I really appreciate your outstanding work! The work you have done on the fusion of image and time-series modalities is exactly the direction I have been researching recently. Therefore, I tested your model on my own dataset and compared it with some models I have used before, but I found that CrossViVit did not perform as well as expected. I would appreciate some advice on how to improve the forecasting performance of the model.
Similar to the dataset used in your work, my dataset consists of 15-minute satellite images with only one channel (image size = 96*96) and corresponding photovoltaic power. However, the difference is that the time span of the data I used is only 2.8 years, and I tested it on the last 5 months. The model takes in the past 4 hours of data (step=16) and predicts the future 4 hours of photovoltaic power (step=16).
I trained the model using the default parameters of CrossViVit as in your experiments, with the following differences:
- Optical flow was not used.
- Loss criterion = nn.MSE (the paper used L1 loss?).

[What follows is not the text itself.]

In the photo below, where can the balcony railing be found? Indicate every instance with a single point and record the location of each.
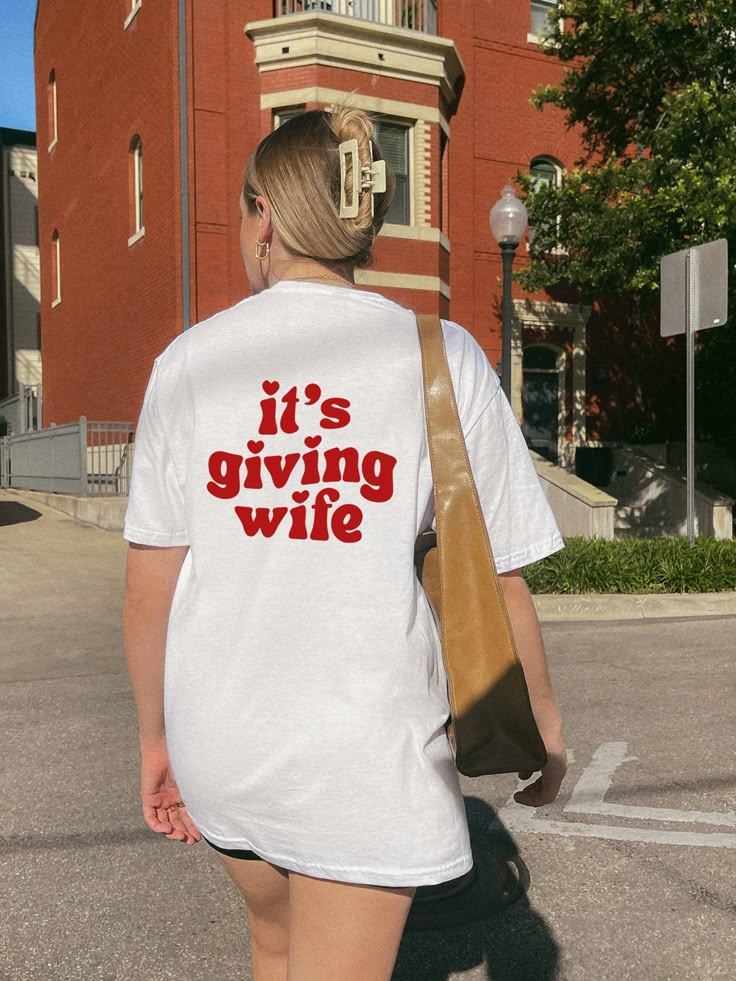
(416, 15)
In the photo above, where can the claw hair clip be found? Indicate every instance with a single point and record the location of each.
(373, 178)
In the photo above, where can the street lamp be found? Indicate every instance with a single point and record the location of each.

- AdamW optimizor with a learning rate of 0.001.
- The batch_size was 16.
During the experiments, the train loss and valid loss kept fluctuating and did not decrease. I am not sure what the issue might be. Below are the train loss and valid loss from the wandb logs. I compared them with Perceiver-RNN, which is a model used in the OCF project: https://github.com/openclimatefix/predict_pv_yield (experiment/003*.py)
train_loss: https://api.wandb.ai/links/740402059/uji2orxi
train_step_loss: https://api.wandb.ai/links/740402059/lwz71qqh
valid_loss: https://api.wandb.ai/links/740402059/k7a2abvx
I believe that the cross-attention used in CrossViVit would perform better compared to the concatenation used in Perceiver-RNN, but I am not sure what might be causing the loss to not decrease.